Incontro con Robert Redford

01/01/2008

Forse è un po’ predicatorio Robert Redford e quando ha molto da dire, sia nei film che nella vita, non frena certo le parole. Ma sta di fatto che, quando ha presentato a Roma il film che lo vede interprete e regista “Leoni per agnelli”, l’incontro stampa che l’ha avuto come protagonista è tra quelli che più si ricordano di tutto il Festival. In forma smagliante, accompagnato da un Tom Cruise che sempre si distingue per squisitezza col pubblico (suo il red carpet con il maggior numero di autografi e foto di tutta la Festa del Cinema), Redford ha a lungo parlato del suo impegno, impegno che si rivela anche nelle tre storie che si intrecciano nel film. Ora “Leoni per agnelli” è arrivato sui nostri schermi e non è certo un film facile, d’impostazione troppo chiusa e teatrale forse, ma neppure scontato. Si interroga sulla guerra, senza mai cadere nell’ovvietà, mostrando le diverse facce della medaglia, e le ripercussioni che ogni decisione comporta. Come sia nata l’idea, come l’abbia portata avanti, quale sia stato lo scopo che lo ha spronato ce lo racconta diffusamente.
Quello che mi interessava di LEONI PER AGNELLI è il modo in cui la storia utilizza la guerra per raccontare tre vicende personali su dei problemi che mi stanno molto a cuore: il ruolo dei media, dell’istruzione, della politica e della gioventù negli Stati Uniti.
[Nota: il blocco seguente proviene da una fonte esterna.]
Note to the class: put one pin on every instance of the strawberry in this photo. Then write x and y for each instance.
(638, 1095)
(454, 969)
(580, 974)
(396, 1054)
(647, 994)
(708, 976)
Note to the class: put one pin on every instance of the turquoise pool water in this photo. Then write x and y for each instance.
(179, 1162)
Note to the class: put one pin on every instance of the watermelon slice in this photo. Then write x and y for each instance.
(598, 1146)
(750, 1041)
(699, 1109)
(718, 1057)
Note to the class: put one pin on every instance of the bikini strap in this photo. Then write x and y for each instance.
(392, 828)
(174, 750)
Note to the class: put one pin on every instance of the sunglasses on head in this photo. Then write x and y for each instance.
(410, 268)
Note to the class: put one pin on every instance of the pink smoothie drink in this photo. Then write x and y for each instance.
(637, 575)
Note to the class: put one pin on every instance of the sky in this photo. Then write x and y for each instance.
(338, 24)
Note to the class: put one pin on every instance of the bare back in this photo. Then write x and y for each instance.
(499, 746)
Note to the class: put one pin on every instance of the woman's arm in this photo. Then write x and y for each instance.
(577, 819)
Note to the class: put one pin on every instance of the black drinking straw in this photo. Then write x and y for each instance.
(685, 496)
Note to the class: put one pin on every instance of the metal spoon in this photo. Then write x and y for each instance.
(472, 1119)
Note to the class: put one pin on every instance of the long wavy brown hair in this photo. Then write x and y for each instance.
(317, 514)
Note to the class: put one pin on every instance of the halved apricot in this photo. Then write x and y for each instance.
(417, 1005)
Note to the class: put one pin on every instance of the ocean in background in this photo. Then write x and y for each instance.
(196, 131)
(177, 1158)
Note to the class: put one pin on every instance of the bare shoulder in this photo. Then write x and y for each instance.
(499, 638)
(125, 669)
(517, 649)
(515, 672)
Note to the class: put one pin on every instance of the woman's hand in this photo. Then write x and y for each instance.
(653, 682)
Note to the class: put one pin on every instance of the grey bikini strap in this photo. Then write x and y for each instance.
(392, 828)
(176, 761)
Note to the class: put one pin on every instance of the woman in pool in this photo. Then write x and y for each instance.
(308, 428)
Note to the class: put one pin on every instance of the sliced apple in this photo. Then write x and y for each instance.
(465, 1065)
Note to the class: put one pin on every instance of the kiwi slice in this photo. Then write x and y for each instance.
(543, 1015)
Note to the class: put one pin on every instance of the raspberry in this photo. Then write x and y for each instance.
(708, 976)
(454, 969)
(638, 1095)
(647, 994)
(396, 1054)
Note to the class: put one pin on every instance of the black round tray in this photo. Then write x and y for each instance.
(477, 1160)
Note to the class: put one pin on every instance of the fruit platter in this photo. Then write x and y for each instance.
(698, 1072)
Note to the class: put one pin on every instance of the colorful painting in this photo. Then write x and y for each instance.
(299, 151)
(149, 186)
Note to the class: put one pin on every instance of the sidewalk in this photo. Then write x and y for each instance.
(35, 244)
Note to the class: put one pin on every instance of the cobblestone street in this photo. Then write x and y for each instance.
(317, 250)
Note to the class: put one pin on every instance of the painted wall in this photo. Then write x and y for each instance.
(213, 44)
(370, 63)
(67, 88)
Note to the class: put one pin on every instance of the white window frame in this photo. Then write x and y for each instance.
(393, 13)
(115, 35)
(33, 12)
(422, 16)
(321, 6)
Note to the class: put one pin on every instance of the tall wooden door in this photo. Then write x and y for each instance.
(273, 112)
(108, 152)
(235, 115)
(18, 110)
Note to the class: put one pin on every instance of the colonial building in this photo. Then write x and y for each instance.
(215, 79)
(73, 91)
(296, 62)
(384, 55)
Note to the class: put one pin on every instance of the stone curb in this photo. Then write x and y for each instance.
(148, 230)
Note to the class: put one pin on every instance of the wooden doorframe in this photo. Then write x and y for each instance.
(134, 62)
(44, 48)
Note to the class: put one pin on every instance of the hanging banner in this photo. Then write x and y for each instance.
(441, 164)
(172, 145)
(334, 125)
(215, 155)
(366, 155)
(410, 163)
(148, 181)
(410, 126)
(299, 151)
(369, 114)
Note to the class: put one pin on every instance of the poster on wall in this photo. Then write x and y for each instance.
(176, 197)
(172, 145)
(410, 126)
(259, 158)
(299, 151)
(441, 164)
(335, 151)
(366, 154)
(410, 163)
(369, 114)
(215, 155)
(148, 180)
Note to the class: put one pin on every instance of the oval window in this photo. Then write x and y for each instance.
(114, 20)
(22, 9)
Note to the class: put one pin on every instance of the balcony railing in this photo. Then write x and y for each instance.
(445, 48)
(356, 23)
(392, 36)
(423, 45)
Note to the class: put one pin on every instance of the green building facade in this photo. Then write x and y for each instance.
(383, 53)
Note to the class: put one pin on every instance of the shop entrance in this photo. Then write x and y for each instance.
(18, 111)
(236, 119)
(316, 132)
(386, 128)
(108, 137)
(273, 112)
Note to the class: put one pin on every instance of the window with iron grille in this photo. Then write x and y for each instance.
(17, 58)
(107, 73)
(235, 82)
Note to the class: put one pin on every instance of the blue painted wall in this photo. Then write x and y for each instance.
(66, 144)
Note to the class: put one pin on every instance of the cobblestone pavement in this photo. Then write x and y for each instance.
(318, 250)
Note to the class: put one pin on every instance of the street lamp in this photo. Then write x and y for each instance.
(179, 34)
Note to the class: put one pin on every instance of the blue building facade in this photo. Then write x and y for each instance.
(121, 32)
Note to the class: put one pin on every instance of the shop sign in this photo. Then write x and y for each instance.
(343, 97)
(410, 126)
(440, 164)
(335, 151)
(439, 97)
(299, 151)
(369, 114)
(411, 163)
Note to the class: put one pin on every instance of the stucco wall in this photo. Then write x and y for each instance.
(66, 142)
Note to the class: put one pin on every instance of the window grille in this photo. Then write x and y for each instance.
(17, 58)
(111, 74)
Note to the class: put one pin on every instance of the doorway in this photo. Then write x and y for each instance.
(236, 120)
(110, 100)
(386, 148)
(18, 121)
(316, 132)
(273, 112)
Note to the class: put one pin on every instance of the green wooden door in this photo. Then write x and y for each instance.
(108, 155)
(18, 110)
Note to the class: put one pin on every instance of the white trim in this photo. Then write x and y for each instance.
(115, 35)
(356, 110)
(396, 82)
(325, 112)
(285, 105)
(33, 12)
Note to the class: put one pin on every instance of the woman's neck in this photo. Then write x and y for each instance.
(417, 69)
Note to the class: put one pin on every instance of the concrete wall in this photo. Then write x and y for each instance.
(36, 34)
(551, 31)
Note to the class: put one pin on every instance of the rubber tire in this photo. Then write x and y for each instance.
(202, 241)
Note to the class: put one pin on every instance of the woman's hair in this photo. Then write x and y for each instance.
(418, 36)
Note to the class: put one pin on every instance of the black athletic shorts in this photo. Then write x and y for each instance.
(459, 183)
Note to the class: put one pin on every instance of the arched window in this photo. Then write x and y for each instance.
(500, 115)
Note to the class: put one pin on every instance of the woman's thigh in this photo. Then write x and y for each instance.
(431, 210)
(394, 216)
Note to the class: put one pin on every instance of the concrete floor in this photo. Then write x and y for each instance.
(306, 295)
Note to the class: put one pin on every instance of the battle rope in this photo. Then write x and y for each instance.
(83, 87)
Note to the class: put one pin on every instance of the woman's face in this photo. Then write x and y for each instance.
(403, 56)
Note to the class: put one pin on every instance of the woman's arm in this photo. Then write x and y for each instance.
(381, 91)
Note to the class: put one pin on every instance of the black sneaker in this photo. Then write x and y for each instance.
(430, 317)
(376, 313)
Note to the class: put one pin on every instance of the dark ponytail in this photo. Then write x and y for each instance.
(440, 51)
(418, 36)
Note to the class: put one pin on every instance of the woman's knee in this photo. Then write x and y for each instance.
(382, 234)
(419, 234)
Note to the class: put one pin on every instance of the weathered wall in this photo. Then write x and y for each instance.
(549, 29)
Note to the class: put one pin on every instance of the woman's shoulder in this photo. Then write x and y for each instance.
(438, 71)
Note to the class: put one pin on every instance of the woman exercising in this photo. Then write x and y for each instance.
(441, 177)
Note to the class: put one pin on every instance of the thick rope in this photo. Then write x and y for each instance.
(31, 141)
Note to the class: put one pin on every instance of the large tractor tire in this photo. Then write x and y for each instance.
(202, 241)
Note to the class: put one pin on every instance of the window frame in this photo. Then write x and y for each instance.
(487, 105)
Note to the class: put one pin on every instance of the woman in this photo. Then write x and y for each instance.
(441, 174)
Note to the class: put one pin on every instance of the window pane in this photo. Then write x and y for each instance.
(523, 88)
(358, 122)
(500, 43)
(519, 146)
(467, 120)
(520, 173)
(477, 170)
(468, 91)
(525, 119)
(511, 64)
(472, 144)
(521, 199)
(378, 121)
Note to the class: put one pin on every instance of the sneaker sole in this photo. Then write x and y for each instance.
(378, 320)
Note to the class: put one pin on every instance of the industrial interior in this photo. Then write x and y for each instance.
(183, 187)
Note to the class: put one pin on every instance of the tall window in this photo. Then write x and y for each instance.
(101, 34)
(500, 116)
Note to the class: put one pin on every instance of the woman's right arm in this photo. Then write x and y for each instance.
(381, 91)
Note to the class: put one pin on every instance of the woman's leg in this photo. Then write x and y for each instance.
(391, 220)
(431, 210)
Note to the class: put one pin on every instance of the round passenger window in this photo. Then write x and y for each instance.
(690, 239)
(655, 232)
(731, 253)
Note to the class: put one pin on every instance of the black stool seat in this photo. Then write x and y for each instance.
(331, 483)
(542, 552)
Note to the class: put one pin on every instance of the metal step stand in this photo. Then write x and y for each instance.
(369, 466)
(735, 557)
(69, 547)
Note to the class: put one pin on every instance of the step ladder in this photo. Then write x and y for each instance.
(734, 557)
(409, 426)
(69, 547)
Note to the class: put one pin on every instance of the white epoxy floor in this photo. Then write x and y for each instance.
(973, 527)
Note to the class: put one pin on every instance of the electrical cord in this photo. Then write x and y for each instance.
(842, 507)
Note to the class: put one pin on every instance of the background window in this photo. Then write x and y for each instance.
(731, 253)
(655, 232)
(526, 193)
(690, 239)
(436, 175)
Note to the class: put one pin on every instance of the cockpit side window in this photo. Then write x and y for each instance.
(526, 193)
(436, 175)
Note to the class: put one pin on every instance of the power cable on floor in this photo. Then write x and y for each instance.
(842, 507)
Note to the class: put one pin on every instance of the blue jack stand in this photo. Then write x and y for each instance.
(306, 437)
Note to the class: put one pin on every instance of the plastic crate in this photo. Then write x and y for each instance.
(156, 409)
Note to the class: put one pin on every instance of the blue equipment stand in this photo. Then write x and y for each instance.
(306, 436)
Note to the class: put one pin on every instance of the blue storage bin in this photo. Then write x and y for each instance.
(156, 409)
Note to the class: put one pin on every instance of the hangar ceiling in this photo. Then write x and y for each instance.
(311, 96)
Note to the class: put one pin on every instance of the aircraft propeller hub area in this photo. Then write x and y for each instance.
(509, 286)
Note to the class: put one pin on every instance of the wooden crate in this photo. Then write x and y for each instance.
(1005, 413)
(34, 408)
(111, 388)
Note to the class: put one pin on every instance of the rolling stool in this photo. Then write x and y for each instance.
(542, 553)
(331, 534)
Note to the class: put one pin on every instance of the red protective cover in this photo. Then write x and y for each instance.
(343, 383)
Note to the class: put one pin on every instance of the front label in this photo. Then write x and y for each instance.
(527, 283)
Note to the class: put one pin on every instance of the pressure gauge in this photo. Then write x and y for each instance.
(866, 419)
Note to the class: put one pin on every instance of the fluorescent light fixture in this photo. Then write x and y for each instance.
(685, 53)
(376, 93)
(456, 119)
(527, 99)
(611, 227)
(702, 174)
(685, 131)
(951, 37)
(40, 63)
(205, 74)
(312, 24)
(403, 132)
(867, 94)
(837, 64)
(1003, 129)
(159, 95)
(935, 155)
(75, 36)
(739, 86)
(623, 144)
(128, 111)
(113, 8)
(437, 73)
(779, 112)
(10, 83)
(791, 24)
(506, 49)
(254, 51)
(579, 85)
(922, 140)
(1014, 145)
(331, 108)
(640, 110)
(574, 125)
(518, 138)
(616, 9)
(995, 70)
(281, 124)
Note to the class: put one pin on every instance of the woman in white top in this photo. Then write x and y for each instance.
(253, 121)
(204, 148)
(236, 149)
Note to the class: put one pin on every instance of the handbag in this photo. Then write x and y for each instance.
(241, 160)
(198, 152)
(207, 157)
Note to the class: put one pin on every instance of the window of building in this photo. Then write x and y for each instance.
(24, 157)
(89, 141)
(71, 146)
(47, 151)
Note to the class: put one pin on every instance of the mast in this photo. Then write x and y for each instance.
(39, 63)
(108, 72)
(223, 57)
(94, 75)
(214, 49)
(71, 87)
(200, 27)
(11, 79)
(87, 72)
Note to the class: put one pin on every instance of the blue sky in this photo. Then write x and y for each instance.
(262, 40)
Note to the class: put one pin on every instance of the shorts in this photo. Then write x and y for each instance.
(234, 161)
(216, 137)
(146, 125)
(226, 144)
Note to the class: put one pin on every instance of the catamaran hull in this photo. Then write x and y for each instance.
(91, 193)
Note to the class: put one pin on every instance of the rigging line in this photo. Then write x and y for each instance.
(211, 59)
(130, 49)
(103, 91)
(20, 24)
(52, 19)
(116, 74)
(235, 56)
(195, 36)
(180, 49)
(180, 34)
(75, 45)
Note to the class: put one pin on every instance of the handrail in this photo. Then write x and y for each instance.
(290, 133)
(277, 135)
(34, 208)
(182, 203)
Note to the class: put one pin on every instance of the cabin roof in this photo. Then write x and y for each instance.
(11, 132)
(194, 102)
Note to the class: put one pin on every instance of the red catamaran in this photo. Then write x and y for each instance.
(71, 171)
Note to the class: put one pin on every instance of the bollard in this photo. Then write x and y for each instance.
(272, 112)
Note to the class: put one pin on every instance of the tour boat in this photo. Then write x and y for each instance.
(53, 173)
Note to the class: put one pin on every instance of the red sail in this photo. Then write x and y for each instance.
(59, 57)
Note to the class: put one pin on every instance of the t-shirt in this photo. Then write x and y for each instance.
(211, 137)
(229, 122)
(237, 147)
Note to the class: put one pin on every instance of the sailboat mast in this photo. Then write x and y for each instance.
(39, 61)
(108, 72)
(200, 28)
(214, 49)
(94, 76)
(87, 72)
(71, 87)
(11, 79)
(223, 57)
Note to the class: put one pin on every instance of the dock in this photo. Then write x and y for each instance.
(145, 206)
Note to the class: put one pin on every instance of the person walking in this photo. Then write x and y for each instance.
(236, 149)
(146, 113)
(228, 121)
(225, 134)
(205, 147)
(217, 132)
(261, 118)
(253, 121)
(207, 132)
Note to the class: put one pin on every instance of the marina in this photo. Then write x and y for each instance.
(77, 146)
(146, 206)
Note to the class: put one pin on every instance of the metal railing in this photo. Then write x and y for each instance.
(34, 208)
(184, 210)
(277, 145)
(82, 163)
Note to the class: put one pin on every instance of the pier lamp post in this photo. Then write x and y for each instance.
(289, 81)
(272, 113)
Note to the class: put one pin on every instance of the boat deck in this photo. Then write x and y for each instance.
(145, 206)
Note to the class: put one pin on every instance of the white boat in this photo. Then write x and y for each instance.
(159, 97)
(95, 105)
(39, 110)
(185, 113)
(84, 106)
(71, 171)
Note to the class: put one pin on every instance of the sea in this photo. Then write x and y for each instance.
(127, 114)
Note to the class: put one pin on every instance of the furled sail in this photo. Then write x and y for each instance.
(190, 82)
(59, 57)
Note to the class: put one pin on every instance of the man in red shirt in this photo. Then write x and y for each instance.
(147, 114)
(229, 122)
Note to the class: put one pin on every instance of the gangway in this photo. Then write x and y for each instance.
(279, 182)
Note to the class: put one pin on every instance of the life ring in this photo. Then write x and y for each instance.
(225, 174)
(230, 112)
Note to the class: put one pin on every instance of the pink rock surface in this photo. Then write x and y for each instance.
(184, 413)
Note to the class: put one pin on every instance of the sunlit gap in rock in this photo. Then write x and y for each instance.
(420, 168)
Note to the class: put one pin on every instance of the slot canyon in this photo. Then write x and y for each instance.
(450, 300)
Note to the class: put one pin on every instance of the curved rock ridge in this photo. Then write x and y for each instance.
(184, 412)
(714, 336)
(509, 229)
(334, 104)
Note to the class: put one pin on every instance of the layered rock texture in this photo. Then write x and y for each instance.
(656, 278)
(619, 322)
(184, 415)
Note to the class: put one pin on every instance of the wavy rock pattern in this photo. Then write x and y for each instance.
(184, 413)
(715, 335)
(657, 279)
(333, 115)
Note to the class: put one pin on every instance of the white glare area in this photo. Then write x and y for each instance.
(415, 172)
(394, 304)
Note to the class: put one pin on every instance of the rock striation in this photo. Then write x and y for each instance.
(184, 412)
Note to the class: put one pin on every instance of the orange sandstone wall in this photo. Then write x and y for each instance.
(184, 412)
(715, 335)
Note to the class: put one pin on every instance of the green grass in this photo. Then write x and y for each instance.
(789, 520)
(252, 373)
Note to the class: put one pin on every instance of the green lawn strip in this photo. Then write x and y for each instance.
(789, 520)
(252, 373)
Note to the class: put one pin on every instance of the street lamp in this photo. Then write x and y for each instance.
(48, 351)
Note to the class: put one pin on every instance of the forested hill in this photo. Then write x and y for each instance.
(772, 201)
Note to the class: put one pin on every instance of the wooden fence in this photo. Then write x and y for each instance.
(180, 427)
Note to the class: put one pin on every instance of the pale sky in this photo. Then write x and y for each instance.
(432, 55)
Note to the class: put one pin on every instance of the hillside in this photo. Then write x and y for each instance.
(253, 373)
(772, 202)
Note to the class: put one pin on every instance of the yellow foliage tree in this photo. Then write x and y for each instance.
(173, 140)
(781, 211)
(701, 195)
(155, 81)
Quello che mi interessava in particolare era l’idea che queste storie, in qualche modo, potessero essere messe insieme in maniera drammatica, per spingere il pubblico a riflettere su quale sia la nostra situazione attualmente. Quando ho letto la sceneggiatura di Matthew Carnaham l’ho trovata molto affascinante per come raccontava gli effetti di questi ultimi anni sul mondo politico, le conseguenze della guerra non solo nel nostro Paese ma in tutto il mondo. Ovviamente il mio interesse politico mi ha influenzato nella vita e quando sono diventato regista ho voluto mettere nel mio lavoro le cose che mi colpiscono e influenzano come individuo. Ma non credo nella propaganda, il ruolo principale del Cinema è l’enterteinment, i film devono solo rivelare la complessità della situazione. Non è tutto bianco o nero nel nostro Paese, c’è molto grigio, e in molti si sentono feriti e confusi
E’ rivolgersi ai giovani la cosa che gli sta più cuore
Da giovane non mi interessavo di politica. A 18 anni ho studiato a Firenze e sono entrato in contatto con molti miei coetanei che mi chiedevano la mia opinione politica su vari fatti e quando mi dicevano “come puoi non interessarti?” mi sentivo imbarazzato. Così, tornato negli Stati Uniti, ho acquisito una consapevolezza politica. Le cose cambiano, non sono mai le stesse e a volte i giovani non restano coinvolti, sono distratti. Ma si tratta del vostro futuro e nel vostro futuro dovete avere un ruolo attivo. Ora i giovani ricominciano a dirsi: devo fare qualcosa d’importante. E si sta creando maggiore informazione, molte cose sono più trasparenti. Ai giovani appartiene il futuro: o scappano perché sono delusi, o fanno le loro scelte. Nel finale del film le tre diverse storie si intrecciano insieme per mostrare questo
L’opinione di Tom Cruise è quella che ci aveva rivelato altre volte, ad esempio in occasione del film “L’Ultimo Samurai”: “Solo la comunicazione può scavalcare le frontiere, con la comunicazione possiamo risolvere i conflitti, è l’unica via che abbiamo e dobbiamo aver fede in questo. Ho sempre voluto viaggiare e conoscere altra gente e come attore ho questo privilegio. Mi sono trovato a contatto con molte culture e ho sempre avuto molta comprensione e rispetto. Sono sospettoso delle persone che dicono di non voler comunicare su un determinato argomento
Dopo gli elogi a Redford (“Lo ammiro come filmmaker e come essere umano, è molto intelligente e sono felice di aver avuto questa opportunità con lui”) Tom Cruise alleggerisce un po’ l’atmosfera “C’è stato un momento in cui sedevo vicino a Meryl Streep, bellissima di fronte a me, e dietro di lei ho visto Robert Redford e mi son visto improvvisamente in mezzo a una scena di La mia Africa
Erano tra le star più attese della Festa di Roma, ma Redford resta convinto che non siano le star a fare i festival, ma le idee. “Lo scopo dei festival è scoprire nuove voci, nuovi volti e così faccio con il Festival del Cinema Indipendente di Sundance. Il successo di un festival non dipende dalle star, ma dai talenti”.